Bottled Scent · lemongrass & thyme · lemongrass for insects · natural mosquito repellent · protective thyme

A Beautiful Mosquito Repellent

Before taking off to Bangladesh earlier in the season, I resolved to not use chemical-y mosquito repellent in any case, while knowing I had to be well-prepared as the  mosquitoes in BD are a real pain. Therefore I set out researching to blend my own mosquito-repellent body oil. There were a number of essential oils that are said to be effective, but apparently thyme was exceptional in preventing the mozzies. I did like the smell of thyme, which is of course delicately herbaceous with a touch of sweet peppery-ness. I could imagine thyme being a good repellent against harmful vectors, as it’s one of the most classic herbs and has an authentically healing but not unpleasantly medicinal tone. This, combined with its wholesome delicious quality, smells like it would promote vigor and health in warding off bad elements.

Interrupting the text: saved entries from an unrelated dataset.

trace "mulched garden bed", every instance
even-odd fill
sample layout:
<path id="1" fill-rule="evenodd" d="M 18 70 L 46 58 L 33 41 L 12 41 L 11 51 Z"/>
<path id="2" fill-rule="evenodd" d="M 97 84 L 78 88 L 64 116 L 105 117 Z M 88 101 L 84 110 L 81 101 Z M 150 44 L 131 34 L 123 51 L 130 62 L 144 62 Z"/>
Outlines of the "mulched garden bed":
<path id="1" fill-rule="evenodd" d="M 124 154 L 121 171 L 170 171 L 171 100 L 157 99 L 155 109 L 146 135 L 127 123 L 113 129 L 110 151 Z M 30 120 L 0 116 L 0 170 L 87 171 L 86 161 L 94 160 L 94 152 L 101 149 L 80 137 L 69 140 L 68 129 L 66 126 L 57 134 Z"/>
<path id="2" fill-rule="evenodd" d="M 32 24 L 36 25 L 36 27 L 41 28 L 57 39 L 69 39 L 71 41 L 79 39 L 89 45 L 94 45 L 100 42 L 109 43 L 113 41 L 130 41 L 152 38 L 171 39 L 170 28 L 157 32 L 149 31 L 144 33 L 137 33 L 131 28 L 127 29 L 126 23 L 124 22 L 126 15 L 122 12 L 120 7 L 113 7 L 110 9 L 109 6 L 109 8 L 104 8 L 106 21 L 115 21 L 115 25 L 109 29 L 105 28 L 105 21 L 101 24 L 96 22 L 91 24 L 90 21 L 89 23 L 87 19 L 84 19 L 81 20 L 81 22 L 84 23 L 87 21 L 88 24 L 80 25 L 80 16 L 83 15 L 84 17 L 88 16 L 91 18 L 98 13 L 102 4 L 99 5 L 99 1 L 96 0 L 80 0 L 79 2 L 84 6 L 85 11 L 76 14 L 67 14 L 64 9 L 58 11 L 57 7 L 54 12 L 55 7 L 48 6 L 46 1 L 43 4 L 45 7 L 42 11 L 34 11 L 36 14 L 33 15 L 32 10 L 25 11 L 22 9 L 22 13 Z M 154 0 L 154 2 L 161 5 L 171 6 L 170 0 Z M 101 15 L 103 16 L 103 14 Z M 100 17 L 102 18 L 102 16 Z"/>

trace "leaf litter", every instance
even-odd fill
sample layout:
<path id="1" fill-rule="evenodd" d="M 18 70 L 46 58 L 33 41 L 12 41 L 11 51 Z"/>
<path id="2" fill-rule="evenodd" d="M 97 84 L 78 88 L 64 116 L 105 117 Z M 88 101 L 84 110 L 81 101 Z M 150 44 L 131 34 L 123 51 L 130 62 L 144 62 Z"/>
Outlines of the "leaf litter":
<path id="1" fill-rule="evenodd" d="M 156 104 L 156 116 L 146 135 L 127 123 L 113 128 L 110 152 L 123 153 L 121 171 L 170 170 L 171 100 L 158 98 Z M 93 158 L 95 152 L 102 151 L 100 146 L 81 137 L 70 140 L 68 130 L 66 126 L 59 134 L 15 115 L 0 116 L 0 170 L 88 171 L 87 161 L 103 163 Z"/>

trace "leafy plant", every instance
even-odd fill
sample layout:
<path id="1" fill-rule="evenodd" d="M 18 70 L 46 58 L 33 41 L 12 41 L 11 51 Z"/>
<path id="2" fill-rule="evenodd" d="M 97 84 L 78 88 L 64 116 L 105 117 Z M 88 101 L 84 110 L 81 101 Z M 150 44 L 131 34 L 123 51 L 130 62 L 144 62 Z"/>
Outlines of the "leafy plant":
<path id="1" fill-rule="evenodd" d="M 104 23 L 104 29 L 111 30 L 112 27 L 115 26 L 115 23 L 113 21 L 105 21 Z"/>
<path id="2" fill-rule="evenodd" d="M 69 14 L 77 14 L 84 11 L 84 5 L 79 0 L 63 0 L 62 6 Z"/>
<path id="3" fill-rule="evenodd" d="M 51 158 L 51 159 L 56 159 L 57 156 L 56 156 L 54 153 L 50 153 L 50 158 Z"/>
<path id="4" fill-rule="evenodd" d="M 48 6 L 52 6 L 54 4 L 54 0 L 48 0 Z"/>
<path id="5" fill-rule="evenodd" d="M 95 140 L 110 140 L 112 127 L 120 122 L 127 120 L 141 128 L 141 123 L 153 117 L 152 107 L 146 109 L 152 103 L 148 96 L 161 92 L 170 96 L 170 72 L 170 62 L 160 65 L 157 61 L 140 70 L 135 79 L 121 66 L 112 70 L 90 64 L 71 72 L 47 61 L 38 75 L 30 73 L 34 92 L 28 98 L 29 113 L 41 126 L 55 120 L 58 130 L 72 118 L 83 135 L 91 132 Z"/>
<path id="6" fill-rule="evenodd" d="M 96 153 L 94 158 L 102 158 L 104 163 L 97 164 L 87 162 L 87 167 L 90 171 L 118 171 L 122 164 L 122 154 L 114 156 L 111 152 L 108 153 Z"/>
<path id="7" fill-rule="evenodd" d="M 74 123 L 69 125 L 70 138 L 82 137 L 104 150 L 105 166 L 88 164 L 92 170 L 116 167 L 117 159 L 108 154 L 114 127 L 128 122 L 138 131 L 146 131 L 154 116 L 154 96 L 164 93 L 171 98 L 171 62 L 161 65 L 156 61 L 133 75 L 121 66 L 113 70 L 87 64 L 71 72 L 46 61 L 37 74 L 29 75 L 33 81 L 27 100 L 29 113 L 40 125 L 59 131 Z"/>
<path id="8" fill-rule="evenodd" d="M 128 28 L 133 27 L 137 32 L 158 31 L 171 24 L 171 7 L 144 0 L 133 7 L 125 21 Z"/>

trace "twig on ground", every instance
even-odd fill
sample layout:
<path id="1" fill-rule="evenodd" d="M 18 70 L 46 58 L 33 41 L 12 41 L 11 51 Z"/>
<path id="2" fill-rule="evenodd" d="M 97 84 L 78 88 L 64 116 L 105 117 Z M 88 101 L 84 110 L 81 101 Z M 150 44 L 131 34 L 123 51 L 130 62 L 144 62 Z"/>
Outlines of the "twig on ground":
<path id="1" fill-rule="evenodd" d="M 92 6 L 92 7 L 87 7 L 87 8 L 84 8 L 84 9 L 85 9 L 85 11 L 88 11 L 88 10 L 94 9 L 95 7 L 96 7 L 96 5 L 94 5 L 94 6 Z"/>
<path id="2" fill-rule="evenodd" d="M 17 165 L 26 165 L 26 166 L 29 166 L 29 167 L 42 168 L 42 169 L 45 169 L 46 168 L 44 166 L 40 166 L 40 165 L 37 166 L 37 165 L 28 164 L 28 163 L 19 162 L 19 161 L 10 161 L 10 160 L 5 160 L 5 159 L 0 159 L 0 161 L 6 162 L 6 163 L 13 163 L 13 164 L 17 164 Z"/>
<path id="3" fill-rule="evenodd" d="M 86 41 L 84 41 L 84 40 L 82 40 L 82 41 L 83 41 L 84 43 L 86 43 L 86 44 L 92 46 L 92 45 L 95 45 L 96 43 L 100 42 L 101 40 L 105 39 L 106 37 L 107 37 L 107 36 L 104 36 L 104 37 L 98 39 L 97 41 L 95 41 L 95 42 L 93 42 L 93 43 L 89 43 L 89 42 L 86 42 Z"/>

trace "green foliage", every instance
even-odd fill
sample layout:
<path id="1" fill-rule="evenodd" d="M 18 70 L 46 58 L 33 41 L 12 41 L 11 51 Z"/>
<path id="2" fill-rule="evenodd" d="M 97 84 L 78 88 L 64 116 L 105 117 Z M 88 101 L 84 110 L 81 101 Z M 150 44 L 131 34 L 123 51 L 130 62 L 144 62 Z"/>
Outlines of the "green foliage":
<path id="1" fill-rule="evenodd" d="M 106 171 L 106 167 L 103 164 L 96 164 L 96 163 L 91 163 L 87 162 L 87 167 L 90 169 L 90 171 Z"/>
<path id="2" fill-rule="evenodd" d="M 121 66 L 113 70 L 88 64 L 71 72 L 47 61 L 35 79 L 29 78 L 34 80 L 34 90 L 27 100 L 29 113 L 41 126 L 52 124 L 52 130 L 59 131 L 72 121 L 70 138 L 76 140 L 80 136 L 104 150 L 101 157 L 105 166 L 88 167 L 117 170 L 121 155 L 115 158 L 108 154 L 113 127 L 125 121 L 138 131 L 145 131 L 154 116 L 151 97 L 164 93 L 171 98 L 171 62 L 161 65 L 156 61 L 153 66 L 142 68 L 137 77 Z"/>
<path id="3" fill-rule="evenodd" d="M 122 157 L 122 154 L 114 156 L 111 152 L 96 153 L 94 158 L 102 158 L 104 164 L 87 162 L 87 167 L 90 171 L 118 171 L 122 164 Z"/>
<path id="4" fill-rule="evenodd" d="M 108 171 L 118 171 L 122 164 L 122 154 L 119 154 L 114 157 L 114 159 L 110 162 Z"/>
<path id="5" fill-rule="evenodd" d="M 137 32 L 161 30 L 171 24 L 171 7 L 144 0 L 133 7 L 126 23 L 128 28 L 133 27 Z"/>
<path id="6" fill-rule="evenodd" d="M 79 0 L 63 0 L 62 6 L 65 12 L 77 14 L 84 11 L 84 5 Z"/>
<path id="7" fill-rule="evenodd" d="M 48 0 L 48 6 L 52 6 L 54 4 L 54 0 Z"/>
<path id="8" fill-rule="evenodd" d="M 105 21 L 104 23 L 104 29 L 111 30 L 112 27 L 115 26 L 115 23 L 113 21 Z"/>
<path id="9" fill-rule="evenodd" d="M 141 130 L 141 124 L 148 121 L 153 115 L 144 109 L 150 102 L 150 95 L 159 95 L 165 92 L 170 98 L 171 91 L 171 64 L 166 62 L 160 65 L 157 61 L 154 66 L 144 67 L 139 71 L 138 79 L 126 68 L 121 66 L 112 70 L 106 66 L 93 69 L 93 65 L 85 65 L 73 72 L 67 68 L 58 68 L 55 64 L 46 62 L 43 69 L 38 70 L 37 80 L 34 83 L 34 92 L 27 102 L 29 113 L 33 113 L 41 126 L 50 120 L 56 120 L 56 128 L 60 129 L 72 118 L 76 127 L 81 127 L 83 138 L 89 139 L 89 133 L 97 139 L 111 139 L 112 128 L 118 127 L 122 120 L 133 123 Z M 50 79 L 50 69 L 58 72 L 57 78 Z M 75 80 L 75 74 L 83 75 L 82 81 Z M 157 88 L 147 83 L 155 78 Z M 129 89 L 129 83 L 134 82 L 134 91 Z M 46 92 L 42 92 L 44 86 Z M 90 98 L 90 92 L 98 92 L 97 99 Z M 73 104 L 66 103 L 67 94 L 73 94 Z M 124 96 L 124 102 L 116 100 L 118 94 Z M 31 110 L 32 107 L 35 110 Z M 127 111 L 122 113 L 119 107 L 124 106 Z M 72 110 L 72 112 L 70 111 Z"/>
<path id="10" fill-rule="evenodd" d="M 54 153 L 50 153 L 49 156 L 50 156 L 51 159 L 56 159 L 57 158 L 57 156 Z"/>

I decided I would blend the thyme with lemongrass, an essential oil which I had intuitively predicted from before would help repel harmful insects and mosquitoes. It has an anti-evil kind of brightness, and a medicinal quality that taken one step further would become repulsive to a human nose – so was bound to help ward off less complex creatures. The two, lemongrass and thyme, together are herbaceous and citrus, warm and savoury, but fresh in its tropical lushness. It would be a wonderful combo to wear in a country like Bangladesh.

I went for a ratio of three parts thyme to one part lemongrass, for the lemongrass was as powerful as a whole summer’s day. This proportion allowed me to get a scent that was not medicinal but delicious and perfume-like (to humans), while hopefully as repellent as poison to mosquitoes. I blended perhaps 16 or 20 drops of the essential oil in around 50ml of carrier oil. I can say it smelled as lovely as teatime in a summer garden, but did it turn out effective in warding off the little devils of crazy-hot tropical countries?

Well I feel it made a positive difference. Although I still got mosquito bites, their impact was insignificant compared to what it had always normally been. The spots were very small with much less irritation; maybe this suggests that the mosquitoes were not very happy to make themselves at home to suck all the blood they would have otherwise helped themselves to.